COVID-19 showed up unbidden, unwanted and unexpected, frustrating the best-laid plans of companies, financial institutions (FIs) and more with little warning.
But for credit-union service organization CO-OP Financial Services, an 18-month effort to stand up a 150,000-person-hour-per-year call center came to fruition in mid-March, just days before shutdowns began going into effect nationwide. So, while knowingly preparing for the pandemic was impossible, the firm unknowingly ended up well-prepared for a period that was wildly unpredictable.
“The changes we’d been building to over the last year-and-a-half allowed us to be nimble, and also enabled us to load-level the credit-union member volume across our strategic contact centers,” CO-OP COO Nick Calcanes told PYMNTS in a recent conversation. “In some cases, we had 150 percent of the volume that we had seen daily in the days before [the pandemic]. So, many of the investments that we made early on in the company – and really our company strategy – paid off and were validated.”
Validated but challenged, he noted, as the lay of the land began to massively pivot toward digital services. That forced CO-OP to increasingly rely on its infrastructure improvements to support its partner credit unions’ (CUs’) roughly 60 million members. After all, consumers facing uncertain times want continuity in their financial services, even as their mode of accessing CUs was rapidly switching to digital.
“We had seen most of the volume increases coming from the fact that people were forced to stay at home, so the online channel of how they interact with CO-OP and our partners began to grow significantly,” Calcanes said. “And that is tied to our ability to handle those increased volumes, monitor continuity across all of our products and services, and then handle the situation when local branches closed. We could step in for credit unions and allow members to transact in a manner that was basically familiar through their credit-union brands.”
In fact, he said that CO-OP’s guiding light is to build out a smooth continuity of services offered across channels, so CU partners can be nimble throughout the post-pandemic recovery.
Adapting to Changing Consumer Needs
During the pandemic’s early days, ATM runs by panicked consumers got a fair amount of media attention.
However, CO-OP’s overall data from its network of nearly 30,000 ATMs didn’t show a lot of people loading up on cash.
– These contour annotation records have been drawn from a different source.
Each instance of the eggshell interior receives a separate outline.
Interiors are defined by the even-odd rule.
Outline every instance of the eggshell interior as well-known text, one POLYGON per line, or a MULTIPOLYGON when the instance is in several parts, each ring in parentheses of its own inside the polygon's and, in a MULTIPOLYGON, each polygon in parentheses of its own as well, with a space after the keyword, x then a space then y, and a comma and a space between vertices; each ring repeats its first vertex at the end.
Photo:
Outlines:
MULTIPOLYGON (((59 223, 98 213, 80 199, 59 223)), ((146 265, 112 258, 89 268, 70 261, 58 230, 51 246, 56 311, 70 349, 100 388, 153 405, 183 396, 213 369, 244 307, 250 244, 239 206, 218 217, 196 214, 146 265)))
In fact, the company found quite the opposite: ATM usage dropped sharply in March and April, bottoming out at around a 23 percent decline before starting to rebound in May, Calcanes said.
But with consumers now returning to ATMs, CO-OP has begun not only expanding its network, but also rethinking the machine’s purpose in an ec ccra where people are likely to use less cash. As Calcanes noted, that means switching many ATMs to “ITMs,” or “interactive teller machines.”
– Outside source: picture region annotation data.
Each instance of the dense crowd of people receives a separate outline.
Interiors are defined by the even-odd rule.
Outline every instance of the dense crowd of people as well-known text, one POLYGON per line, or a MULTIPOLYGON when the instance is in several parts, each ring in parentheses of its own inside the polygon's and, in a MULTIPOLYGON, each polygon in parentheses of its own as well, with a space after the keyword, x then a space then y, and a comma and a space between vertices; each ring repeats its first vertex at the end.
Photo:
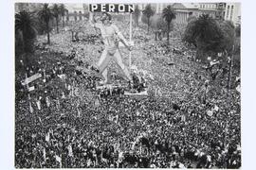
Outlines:
MULTIPOLYGON (((118 25, 125 37, 128 25, 118 25)), ((84 37, 95 40, 88 30, 84 37)), ((147 75, 148 96, 99 95, 97 78, 76 70, 99 60, 101 42, 71 42, 68 31, 53 35, 51 45, 39 39, 37 61, 17 65, 15 167, 241 166, 240 93, 224 85, 229 74, 216 67, 213 79, 178 39, 167 45, 141 27, 133 33, 133 64, 147 75), (42 77, 28 97, 21 81, 35 73, 42 77)), ((119 76, 115 64, 109 69, 119 76)))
ITMs are similar to ATMs, except that they have built-in interactive functionality. Users can video-interface with a live teller if their needs are more complex than simple withdrawals or deposits – even if it’s after banking hours or members don’t have the time to stop at a branch.
“Many, if not most, of [the company’s future network] will be ITMs,” Calcanes said. “And that goes directly to tying ATMs to member and credit union needs [and] how they are changing from a paradigm perspective.”
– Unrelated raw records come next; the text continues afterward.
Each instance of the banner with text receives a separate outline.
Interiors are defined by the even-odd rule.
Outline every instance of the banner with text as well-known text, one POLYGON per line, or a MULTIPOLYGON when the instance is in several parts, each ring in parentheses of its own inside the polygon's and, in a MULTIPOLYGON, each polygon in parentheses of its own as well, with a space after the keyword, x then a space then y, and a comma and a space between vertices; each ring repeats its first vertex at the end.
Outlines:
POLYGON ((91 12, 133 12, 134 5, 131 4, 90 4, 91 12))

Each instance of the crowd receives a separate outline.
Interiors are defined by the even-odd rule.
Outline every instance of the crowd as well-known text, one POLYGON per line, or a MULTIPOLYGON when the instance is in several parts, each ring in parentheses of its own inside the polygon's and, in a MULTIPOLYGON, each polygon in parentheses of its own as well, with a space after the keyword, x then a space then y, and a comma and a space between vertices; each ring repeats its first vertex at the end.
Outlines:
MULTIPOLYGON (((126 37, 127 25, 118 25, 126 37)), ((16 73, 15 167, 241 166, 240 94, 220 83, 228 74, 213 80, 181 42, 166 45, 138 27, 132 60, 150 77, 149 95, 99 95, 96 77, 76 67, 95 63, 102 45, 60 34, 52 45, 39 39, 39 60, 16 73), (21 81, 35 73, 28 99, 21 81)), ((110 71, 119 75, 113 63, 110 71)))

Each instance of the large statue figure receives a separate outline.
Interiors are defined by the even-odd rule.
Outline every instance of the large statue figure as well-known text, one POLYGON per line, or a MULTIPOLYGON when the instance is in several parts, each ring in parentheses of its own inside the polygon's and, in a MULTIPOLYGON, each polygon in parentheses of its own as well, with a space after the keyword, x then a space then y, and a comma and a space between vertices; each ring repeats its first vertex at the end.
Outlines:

CO-OP is also pushing into technology that combines contactless cards with ATMs or ITMs. After all, if fear of physically handling money in a post-pandemic era depresses consumer interest in cash, it will also decrease customers’ desire to physically insert plastic cards into machines.
Calcanes pointed out that contactless technology at the ATM had been on CO-OP’s investment list before the pandemic, but it is now on an accelerated path due to rapidly evolving consumer preferences.
A Data-Driven Future
One thing CUs have lots of is data – even if they don’t always know how to gather, organize or leverage it, Calcanes said. CO-OP now has data from interactions with its partner CUs and their 60 million members, but in an increasingly digitized financial services landscape, the trick will be getting that information to work for CUs.
That means continually investing in tools that will give CUs a more transparent view into what their clients want and need in a reshaped landscape, as well as a path to actually provide those things, Calcanes noted.
“We’ll certainly continue to invest in the developer portal and APIs,” he said. “That way, the integration opportunity that allows credit unions to integrate their existing solutions with ours and others is tremendous from an insight and information reporting perspective.”